Onderwerp: Bezoek-historie

RSJ 20/16524/JA, 23 februari 2021, beroep
Uitspraakdatum:23-02-2021

Dit onderwerp bevat de volgende rubrieken.

 

 

Nummer          20/16524/JA

    

           

Betreft [klager]

Datum 23 februari 2021

 

 

Uitspraak van de beroepscommissie van de RSJ op het beroep van [klager], geboren op [2003] (hierna: klager)

 

1. De procedure

Klager heeft beklag ingesteld tegen het moeten betalen voor een televisie, waarvan hij ontkent dat hij die heeft vernield.

De beklagcommissie bij de Rijks Justitiële Jeugdinrichting (RJJI) De Hunnerberg te Nijmegen heeft op 10 december 2020 klager deels niet-ontvankelijk verklaard in zijn beklag (H-2020-257) en het beklag deels ongegrond verklaard (H-2020-256). De uitspraak van de beklagcommissie is bijgevoegd.

Klager heeft tegen deze uitspraak beroep ingesteld.

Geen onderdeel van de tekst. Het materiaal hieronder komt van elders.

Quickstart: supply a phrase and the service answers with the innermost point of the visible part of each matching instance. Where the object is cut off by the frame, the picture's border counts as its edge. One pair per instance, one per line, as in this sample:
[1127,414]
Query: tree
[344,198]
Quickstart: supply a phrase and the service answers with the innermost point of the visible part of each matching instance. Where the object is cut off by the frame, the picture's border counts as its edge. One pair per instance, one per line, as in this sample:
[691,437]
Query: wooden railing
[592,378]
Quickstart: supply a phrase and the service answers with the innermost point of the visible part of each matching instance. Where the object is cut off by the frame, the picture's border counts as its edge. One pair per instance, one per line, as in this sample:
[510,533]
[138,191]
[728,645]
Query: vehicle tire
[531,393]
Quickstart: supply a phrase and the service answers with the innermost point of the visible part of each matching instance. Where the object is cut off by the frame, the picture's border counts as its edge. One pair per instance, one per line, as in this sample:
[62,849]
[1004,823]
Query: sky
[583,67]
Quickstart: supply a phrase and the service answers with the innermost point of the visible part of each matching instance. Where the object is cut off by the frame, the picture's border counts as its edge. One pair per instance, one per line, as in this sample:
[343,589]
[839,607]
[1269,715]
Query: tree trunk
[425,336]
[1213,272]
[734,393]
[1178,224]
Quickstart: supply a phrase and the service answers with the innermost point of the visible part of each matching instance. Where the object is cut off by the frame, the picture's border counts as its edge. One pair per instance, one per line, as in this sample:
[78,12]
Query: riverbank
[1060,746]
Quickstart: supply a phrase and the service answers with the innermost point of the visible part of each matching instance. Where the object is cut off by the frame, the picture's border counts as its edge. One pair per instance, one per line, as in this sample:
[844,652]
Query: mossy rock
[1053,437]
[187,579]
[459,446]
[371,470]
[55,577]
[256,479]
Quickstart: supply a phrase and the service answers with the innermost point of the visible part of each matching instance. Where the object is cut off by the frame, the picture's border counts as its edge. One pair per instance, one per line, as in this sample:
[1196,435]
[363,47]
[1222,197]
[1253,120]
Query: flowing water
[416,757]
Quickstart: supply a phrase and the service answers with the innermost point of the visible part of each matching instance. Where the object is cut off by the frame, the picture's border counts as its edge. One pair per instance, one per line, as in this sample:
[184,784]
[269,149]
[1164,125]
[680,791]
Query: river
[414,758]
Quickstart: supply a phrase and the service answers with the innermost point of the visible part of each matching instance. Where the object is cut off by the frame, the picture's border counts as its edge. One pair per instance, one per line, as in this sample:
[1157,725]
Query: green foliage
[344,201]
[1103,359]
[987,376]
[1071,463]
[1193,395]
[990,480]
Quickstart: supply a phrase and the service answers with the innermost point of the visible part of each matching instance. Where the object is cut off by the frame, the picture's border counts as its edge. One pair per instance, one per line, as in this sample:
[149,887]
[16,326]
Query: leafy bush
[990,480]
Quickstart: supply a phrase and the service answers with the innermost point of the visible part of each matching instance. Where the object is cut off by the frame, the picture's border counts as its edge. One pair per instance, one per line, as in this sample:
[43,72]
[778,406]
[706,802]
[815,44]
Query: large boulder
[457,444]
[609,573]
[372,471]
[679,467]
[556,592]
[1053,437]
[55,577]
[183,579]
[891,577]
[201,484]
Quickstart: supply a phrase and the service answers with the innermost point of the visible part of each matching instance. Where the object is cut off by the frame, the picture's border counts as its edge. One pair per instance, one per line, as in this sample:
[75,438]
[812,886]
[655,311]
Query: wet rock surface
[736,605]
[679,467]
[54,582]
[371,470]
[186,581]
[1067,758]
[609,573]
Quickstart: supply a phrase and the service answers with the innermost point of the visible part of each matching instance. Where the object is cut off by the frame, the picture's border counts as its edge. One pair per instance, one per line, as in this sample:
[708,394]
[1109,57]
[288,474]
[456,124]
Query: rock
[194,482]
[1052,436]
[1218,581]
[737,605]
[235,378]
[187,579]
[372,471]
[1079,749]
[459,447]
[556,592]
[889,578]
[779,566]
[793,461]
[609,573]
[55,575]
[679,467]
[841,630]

Klager en de directeur van de RJJI De Hunnerberg (hierna: de directeur) hebben geen gebruik gemaakt van de gelegenheid om op de zitting van 16 februari 2021 in de rechtbank Midden-Nederland te Utrecht te worden gehoord.

 

2. De standpunten in beroep

Standpunt van klager

Klager heeft een bord tegen de muur gegooid. Hij heeft gezien waar het bord belandde. Het bord heeft de televisie niet geraakt. Pas na een half uur is klager verteld dat er een televisie kapot is. Klager was bij zijn volle verstand en heeft alles meegekregen. Als hij de televisie had vernield, dan zou hij dat hebben toegegeven. Het is raar dat het hem niet meteen is verteld. Klager moet ten onrechte €129,- betalen. De vernieling is niet wettig en overtuigend bewezen.

 

Standpunt van de directeur

De directeur heeft zijn standpunt in beroep niet nader toegelicht.

 

3. De beoordeling

Waartegen is het beklag gericht?

De beroepscommissie constateert dat de beklagcommissie het beklag heeft beoordeeld alsof dit was gericht tegen een opgelegde disciplinaire straf en tegen de beschuldiging dat klager de televisie zou hebben vernield. De beroepscommissie leest in klagers klaagschrift niet dat hij zich beklaagt over de disciplinaire straf. De ‘valse beschuldiging’ begrijpt de beroepscommissie als argument voor wat klager daarna schrijft, namelijk: “Ik mag niet opdraaien voor kosten die ik niet heb aangericht”. De beroepscommissie begrijpt het beklag dus als (slechts) gericht tegen het moeten betalen voor het vernielen van de televisie. De beroepscommissie zal de uitspraak van de beklagcommissie daarom vernietigen. Zij zal het beklag nu zelf beoordelen, zodat klager niet langer hoeft te wachten op een (definitieve) uitspraak.

 

De beoordeling van het beklag

In het schriftelijk verslag van 22 september 2020 staat over klager: “Jij wordt hierop uit het niets boos en loopt weg [en] gooit een bord met een soort van Frisbee techniek door de tv heen”. Het uitgangspunt is dat de directeur erop mag vertrouwen dat het klopt wat er in een schriftelijk verslag staat geschreven. Het maakt daarbij in principe niet uit dat maar één personeelslid het heeft waargenomen. De beroepscommissie ziet daarom ook in deze zaak geen aanleiding om te twijfelen aan de inhoud van het verslag. De directeur heeft op basis van het verslag dan ook mogen beslissen dat klager (een bedrag van €129, ) moet betalen voor het vernielen van de televisie.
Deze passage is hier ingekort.